El duque tomó mi mano, haciendo que me acercara a él. Trastabillé en los últimos pasos con reluctancia.

—Hijo, te presento a Piscis de Zhintra, una comerciante independiente que volaba sobre Tikos justo cuando el transporte palladysta entró en pérdida. Con gran riesgo de su vida, logró sacarte de allí y traerte de vuelta a casa. Toda una hazaña.

—Bueno, no fue para tanto… —susurré. El tal Tristan apretó los músculos que recubrían su mandíbula dándole a su agraciada faz un aspecto aún más rudo, más animal. Uno de los cuadros que decoraban las paredes era de él, un retrato juvenil no muy alejado en el tiempo pero sí en la experiencia. Ahora parecía muy distinto, tanto de sí mismo como del retrato de la muchacha colgada al lado, probablemente su hermana, dado el increíble parecido físico—. En aquellos momentos tan dramáticos casi no tuve tiempo de plantearme lo que debía hacer. Vi que había personas en peligro y decidí intervenir. Entre los comerciantes no subsidiados tenemos códigos de honor que nos pueden salvar la vida cuando es una la que se mete en esos problemas.

—No seas falsamente modesta, Piscis —sonrió el duque—. Lo que hiciste fue algo maravilloso, y salvaste la vida de mi hijo. Eso nunca lo olvidaré.

—Se lo agradezco.

—¿Debo considerar que la señora es nuestra invitada? —inquirió Tristan, enseñando la punta de la lengua entre los labios como una serpiente. El duque asintió: se le veía muy feliz y contento, y me abrazaba informalmente por la cintura con familiaridad.

—Soy señorita —puntualicé—. Pero no; debo irme enseguida. Prometí entregar una mercancía en Permafrost antes del final de año local. Debo cumplirlo o no cobraré.

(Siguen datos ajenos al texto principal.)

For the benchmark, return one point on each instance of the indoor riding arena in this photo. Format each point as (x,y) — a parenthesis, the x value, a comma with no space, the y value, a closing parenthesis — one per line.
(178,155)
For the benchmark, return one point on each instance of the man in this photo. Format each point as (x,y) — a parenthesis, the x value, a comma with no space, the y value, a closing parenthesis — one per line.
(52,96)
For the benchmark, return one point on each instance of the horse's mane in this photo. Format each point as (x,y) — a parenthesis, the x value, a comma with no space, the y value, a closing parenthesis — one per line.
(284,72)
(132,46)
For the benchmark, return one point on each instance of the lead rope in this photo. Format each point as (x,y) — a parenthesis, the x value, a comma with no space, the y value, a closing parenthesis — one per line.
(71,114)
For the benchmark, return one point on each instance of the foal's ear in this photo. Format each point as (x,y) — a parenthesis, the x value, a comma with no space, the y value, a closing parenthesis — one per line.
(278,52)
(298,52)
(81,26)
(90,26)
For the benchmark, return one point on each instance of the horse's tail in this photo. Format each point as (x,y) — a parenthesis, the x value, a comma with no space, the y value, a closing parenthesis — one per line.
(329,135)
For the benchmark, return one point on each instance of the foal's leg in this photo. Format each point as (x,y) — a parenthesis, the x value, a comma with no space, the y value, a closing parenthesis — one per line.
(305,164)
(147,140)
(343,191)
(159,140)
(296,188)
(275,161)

—¿P… p…? —balbuceó Tristan. Yo le miré intrigada.

—Qué coincidencia. Mi hijo recibió allí buena parte de su entrenamiento marcial, estudiando con algunos de los mejores maestros kays —recordó el duque, frotándose la barbilla con el pulgar. Era un hombre maduro y delgado, con pelo sintético en la cabeza y orejas muy aristocráticas, acabadas en punta por el interior. Desde luego no se parecía a su vástago—. Dentro de poco debe volver para completar su ciclo de aprendizaje en los templos. ¿Querida…?

—¿Eh? —reaccioné, descubriendo la copa que el duque me tendía. Estaba absorta contemplando los esfuerzos del joven Tristan por pronunciar una palabra: inspiraba lenta, profundamente, serenándose y tratando de visualizar las primeras sílabas. Luego hacía un movimiento de expulsión, como si su garganta se negase a articular los breves sonidos de un vocablo normal, y debía empezar de nuevo.

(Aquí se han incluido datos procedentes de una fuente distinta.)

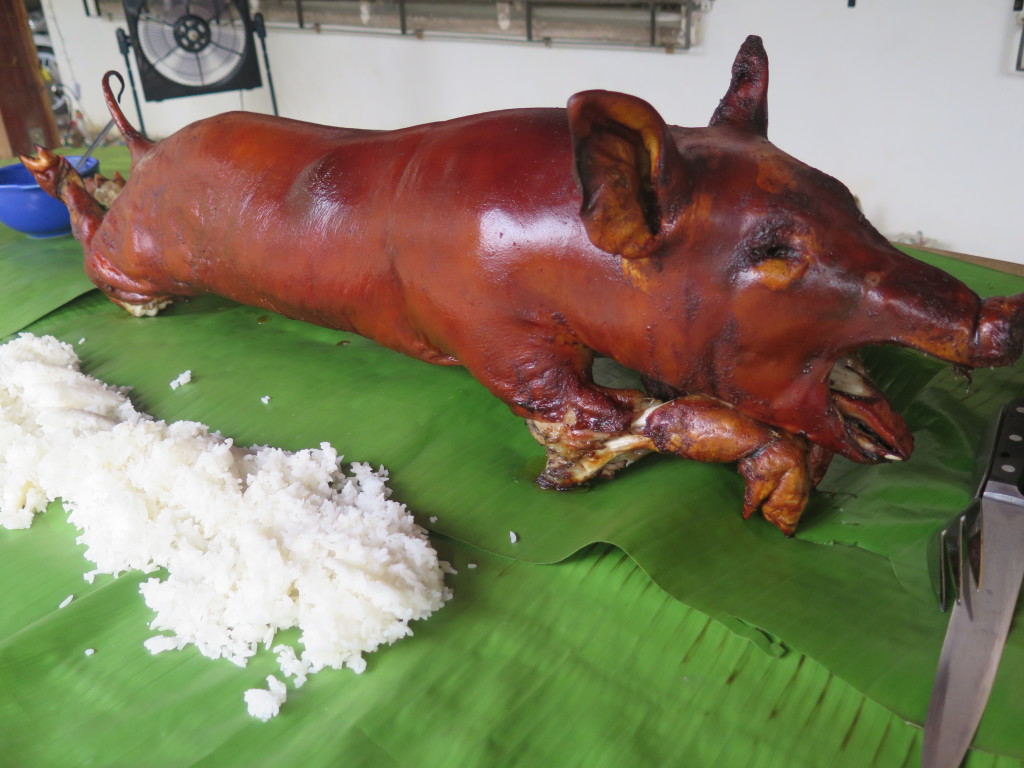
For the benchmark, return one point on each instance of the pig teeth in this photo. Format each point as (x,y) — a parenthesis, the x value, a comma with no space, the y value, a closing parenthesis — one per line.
(848,376)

Pero tras tanto esfuerzo, no había podido pronunciar más que esa «P» tan labial.

Yo sabía mucho sobre ese tipo de condicionamiento censor, y al reconocerlo por primera vez en años, un sudor frío recorrió mi espalda.

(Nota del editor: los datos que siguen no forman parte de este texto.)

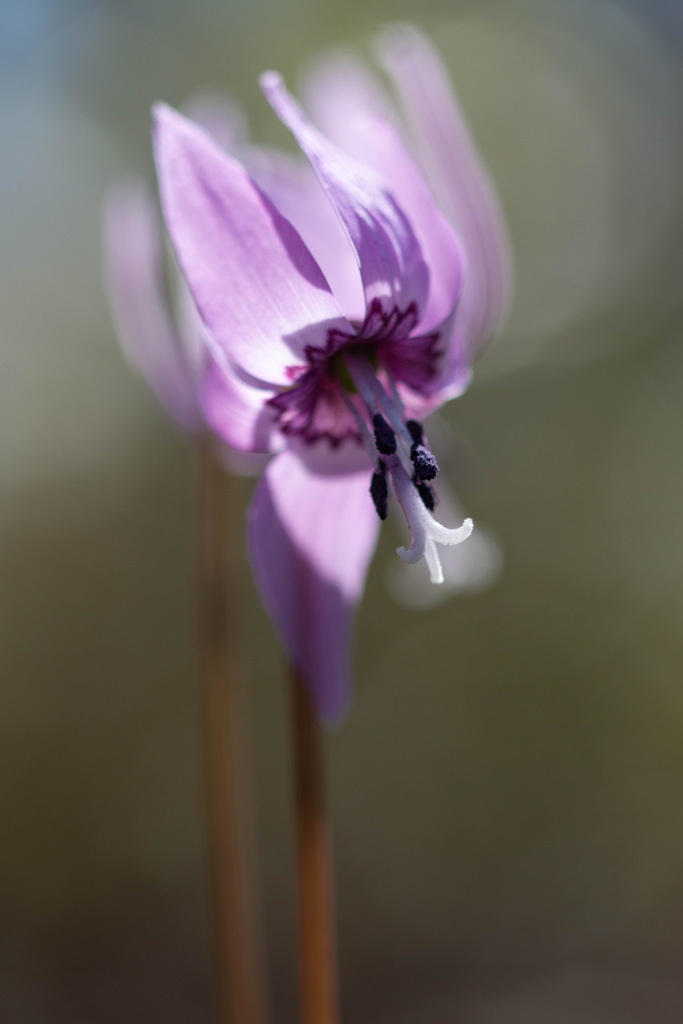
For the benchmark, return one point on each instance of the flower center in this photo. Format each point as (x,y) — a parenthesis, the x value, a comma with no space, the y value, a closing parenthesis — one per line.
(403,458)
(347,392)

—Las armonías están descentradas por efecto del panxadol —rezongó el joven, olvidando la palabra impronunciable—. Cuando me lo administraste para salvarme me destrozaste por dentro —concluyó, resentido. Su padre le agarró disgustado por el brazo, apartándole un poco de mí.

—Esta chica hizo lo que creyó conveniente para salvarte, y eso me basta —advirtió—. Sé respetuoso con ella.

—Siento haberle causado algún problema —dije desde el fondo de la sala—. No sabía que…

—No se preocupe —atajó el aristócrata, conduciendo a su primogénito de vuelta al pasillo—. Tristan estará encantado de ayudarte a preparar tu nave para la partida, ¿verdad?

—¡Ya no es necesario!

Los dos se volvieron hacia mí.

—Creo… he decidido aceptar su invitación —expliqué, cruzando los dedos con expresión inocente—. Me gustaría quedarme unos días… Si no es molestia.

El duque permaneció un cuarto de segundo en silencio, como ponderando mi repentino cambio de opinión, pero luego la jovialidad volvió a invadir sus facciones.

—¡Excelente, excelente! Ordenaré que preparen una habitación. Mientras tanto Tristan puede enseñarte la casa. Disfrutarás del reconfortante placer de los jardines de la familia, una de las maravillas de este mundo, admirados y elogiados incluso por los expertos jardineros del Cúmulo Central. Es lo mínimo que podemos hacer, ¿verdad, Tristan?

El joven no pronunció palabra, pero dejó la puerta abierta tras de sí a modo de silenciosa invitación cuando abandonó la sala.